Un’arte fragile e dimenticata, sospesa tra la scultura e la scienza, torna a vivere dopo secoli di silenzio. Dal 16 dicembre 2025 al 12 aprile 2026, a Firenze la Galleria degli Uffizi presenta la mostra Cera una volta. Sculture dalle collezioni medicee, un percorso che riscopre la straordinaria tradizione della ceroplastica fiorentina tra il XVI e il XVII secolo. Curata da Valentina Conticelli e Andrea Daninos, l’esposizione inaugura i nuovi spazi espositivi al piano terreno della Galleria e rappresenta la prima rassegna mai dedicata a questo tema nella città che ne fu il principale centro di produzione.
Fin dal titolo, Cera una volta dichiara la propria intenzione: far rivivere un ambito artistico perduto, che per secoli ha intrecciato arte, religione e scienza, ma che il tempo ha quasi completamente cancellato a causa della deperibilità del materiale. La cera, materia viva e fragile, duttile e organica, è infatti il medium che più di ogni altro ha saputo riprodurre la carne umana e le sue trasformazioni. Attraverso circa novanta opere, tra sculture, rilievi, dipinti, cammei e lavori in pietra dura, la mostra racconta la fortuna e la riscoperta di un linguaggio che un tempo affascinò principi, scienziati e artisti.
Le testimonianze dell’uso artistico della cera hanno origini antichissime. Già nel I secolo d.C., Plinio il Vecchio nella sua Storia Naturale descrive la consuetudine di modellare immagini in cera, una tradizione che a sua volta affondava le radici in usi etruschi e romani legati al culto degli antenati. Dalle maschere mortuarie, nate per conservare le sembianze dei defunti, si passò progressivamente a veri ritratti fisiognomici, simulacri che perpetuavano la memoria dei volti familiari. L’arte della cera rimase viva nel tempo, sopravvivendo nelle pratiche popolari e religiose — dagli ex voto ai simulacri devozionali — fino a conoscere un momento di splendore straordinario nella Firenze medicea tra Quattrocento e Seicento.

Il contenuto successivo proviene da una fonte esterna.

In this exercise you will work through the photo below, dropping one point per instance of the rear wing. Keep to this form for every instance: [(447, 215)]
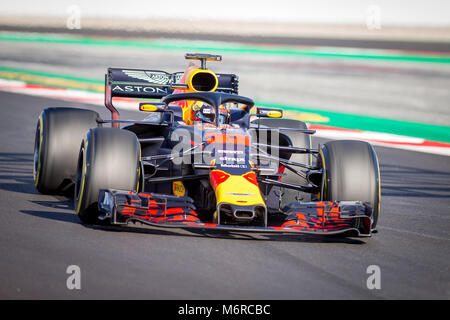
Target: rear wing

In un contesto segnato dalla curiosità scientifica e dall’attenzione al corpo, la cera divenne una materia di elezione per artisti e studiosi. Morbida e neutra, plasmabile con eccezionale precisione e capace di accogliere il colore, essa consentiva di rappresentare la vita stessa, restituendo l’aspetto della pelle e dei tessuti con una verosimiglianza senza precedenti. Gli scultori rinascimentali e barocchi ne sfruttarono le potenzialità per creare opere policrome di intensa espressività, che univano l’osservazione naturalistica al virtuosismo tecnico.
Con il Barocco, epoca dominata dalla riflessione sulla caducità e sul tempo, la cera trovò una nuova e potente dimensione simbolica. La sua origine organica – legata al lavoro delle api e dunque alla natura – la rese il materiale privilegiato per rappresentare il corpo vivo e la sua corruzione, temi centrali nella cultura figurativa del Seicento. Cera una volta ricostruisce questa stagione attraverso un itinerario che alterna scultura e pittura, sacro e profano, meraviglia e meditazione sulla morte.

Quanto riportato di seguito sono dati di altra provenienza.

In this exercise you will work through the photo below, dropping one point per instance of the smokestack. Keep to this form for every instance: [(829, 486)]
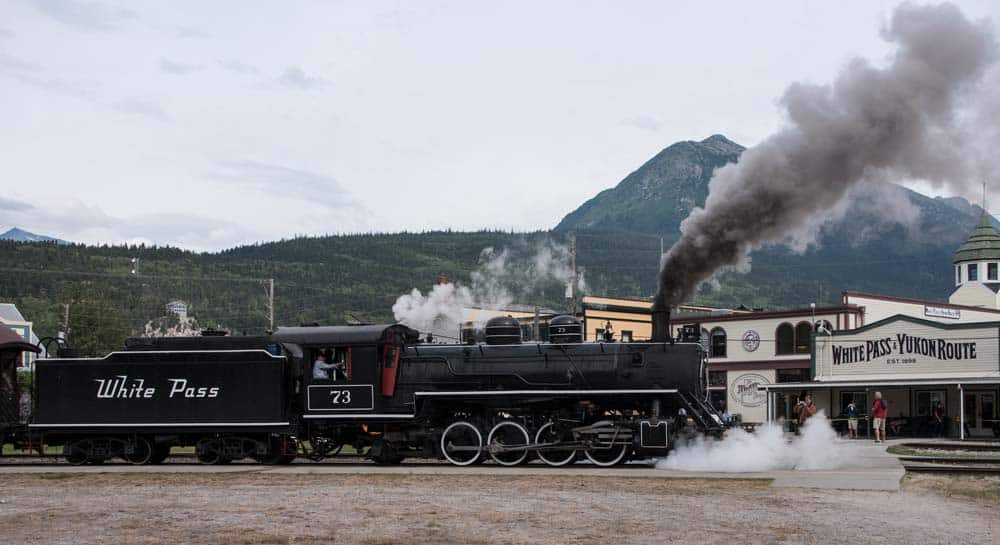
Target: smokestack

L’obiettivo dei curatori è quello di ricontestualizzare un’arte oggi quasi dimenticata, riportandola al tempo del suo massimo splendore, quando la ceroplastica era considerata un genere di pregio, ricercato non solo per i santuari ma anche per le collezioni principesche. Gli aristocratici e i mecenati, affascinati dal realismo di queste sculture, le commissionavano per arricchire le proprie gallerie private, accanto a opere in marmo o in bronzo.
Molte di queste creazioni, un tempo custodite negli stessi Uffizi o a Palazzo Pitti, vennero alienate alla fine del Settecento, quando il gusto neoclassico e il mutare delle sensibilità artistiche relegarono la cera al rango di curiosità artigianale. Ora, dopo secoli, alcune di quelle opere tornano a Firenze e vengono esposte per la prima volta nella loro sede originaria.
Tra i capolavori in mostra spiccano l’Anima urlante all’Inferno, attribuita a Giulio de’ Grazia, esempio di straordinaria tensione drammatica e resa espressiva, e la maschera funebre in gesso di Lorenzo il Magnifico, modellata dallo scultore Orsino Benintendi, testimonianza rara della tradizione delle effigi post mortem. Questi lavori dialogano con una selezione di opere provenienti da altri musei italiani e internazionali, in un intreccio che restituisce l’ampiezza di un fenomeno artistico al tempo stesso estetico, religioso e antropologico.
Un’intera sezione dell’esposizione è dedicata a Gaetano Giulio Zumbo, considerato il massimo interprete della ceroplastica barocca e figura chiave nella storia della scultura fiorentina del tardo Seicento. A lui è riservata una sala monografica, nella quale spicca la recente acquisizione delle Gallerie: La corruzione dei corpi, opera emblematica del suo stile e della sua poetica. Nel piccolo capolavoro di Zumbo si manifesta l’interesse per il tema della decomposizione e della trasformazione della materia, in cui la cera diventa metafora della fragilità della vita e del passaggio dal corpo alla polvere.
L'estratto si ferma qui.